Paragon Financial Group is funding during the COVID-19 crisis.

Invoice Factoring: An Alternative to Venture Capital Financing

Individuals looking to start a business may look to venture capital financing as a way to fund their great idea. Private investors are willing to give money to companies in high growth and potentially profitable industries.

Investors are looking for a return on their investment and sometimes a rather quick one. It can put much pressure on a new business. It can also be hard for some companies to receive these types of investments. An investor has to believe in the project. Also, the business often has to be a particular industry that offers a significant ROI, high growth, and fast profits. Not every company will meet these criteria.

For these companies, it will be necessary to find business acquisition financing. One great alternative is invoice factoring. We will discuss it more in-depth, including its’ advantages, below.

What are the advantages of Invoice Factoring?

Invoice Factoring is Fast:

It allows companies to get an advance on their invoices in a matter of days. The entire process, from finding a company, to hammering out a deal, takes far less time than attempting to secure venture capital financing. It is also much simpler.

Easier to Obtain:

It is much easier to obtain funds using invoice financing. The process is much shorter and involves far less convincing. A company does not have to prove how they will be able to pay back the borrowed funds (because it is not a loan). Because factoring involves being advanced money that has already been earned (and the factor does the collecting), there is nothing left for the company to do but wait until the job is finished. Companies also do not have the burden of going out and securing business to pay back venture capitalist lenders. They are using the business they have already secured and leveraging it for much-needed monies.

Access to Fast Cash:

As a business grows so does the amount of money that can secure through factoring. Cash advancements grow with sales volume. The more invoices they have outstanding, the more money they can receive.

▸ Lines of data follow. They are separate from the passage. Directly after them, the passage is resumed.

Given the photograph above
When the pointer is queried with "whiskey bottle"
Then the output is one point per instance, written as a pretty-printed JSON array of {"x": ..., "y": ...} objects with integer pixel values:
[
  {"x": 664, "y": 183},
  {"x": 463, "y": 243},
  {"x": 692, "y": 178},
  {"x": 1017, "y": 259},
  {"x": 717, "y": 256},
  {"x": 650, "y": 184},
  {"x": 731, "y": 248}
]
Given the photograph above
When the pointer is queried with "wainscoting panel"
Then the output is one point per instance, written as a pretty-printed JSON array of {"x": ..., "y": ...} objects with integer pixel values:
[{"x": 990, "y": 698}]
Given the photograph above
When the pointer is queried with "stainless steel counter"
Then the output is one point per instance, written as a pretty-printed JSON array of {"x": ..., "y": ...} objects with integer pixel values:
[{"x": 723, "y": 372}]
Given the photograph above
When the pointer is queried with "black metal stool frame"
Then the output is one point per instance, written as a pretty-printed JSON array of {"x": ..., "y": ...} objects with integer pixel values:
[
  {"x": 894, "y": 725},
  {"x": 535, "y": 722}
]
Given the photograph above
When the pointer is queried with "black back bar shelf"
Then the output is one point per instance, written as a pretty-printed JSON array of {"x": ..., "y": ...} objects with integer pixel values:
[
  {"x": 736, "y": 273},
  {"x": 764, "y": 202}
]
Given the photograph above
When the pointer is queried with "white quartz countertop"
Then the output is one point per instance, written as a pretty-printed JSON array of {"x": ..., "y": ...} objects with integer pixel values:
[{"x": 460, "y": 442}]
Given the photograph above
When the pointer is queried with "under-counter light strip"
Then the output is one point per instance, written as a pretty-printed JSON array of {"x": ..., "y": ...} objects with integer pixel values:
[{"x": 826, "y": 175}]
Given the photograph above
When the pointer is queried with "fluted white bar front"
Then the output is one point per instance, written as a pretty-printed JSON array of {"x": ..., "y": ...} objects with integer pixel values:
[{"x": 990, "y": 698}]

What is Venture Capital Financing?

Mostly, new and startup companies use Venture Capital Financing. It is a way for them to receive money when companies might not be eligible for a bank loan.

Who can use Invoice Factoring?

Invoice factoring can also be used by new companies, though not those who have yet to secure any business. As long as they have to pay clients who owe them money, they should be able to receive an advance on their invoices.

What is the difference between Invoice Financing and Venture Capital Financing?

The difference between invoice factoring and venture capital financing is that companies will not have to pay the money back when they use the former option. It means less stress, worry, and no debt. Companies also have more control over their business because they don’t have anyone directly and monetarily invested in their company, feeling like they have the right to tell them what to do.

  • Venture capital financing can be a great option for companies that need much money to begin a company but have no customers.
  • However, for those companies that are newer and have already secured clients, a great choice is invoice factoring. It allows them to get a quick infusion of cash without taking on debt from investors.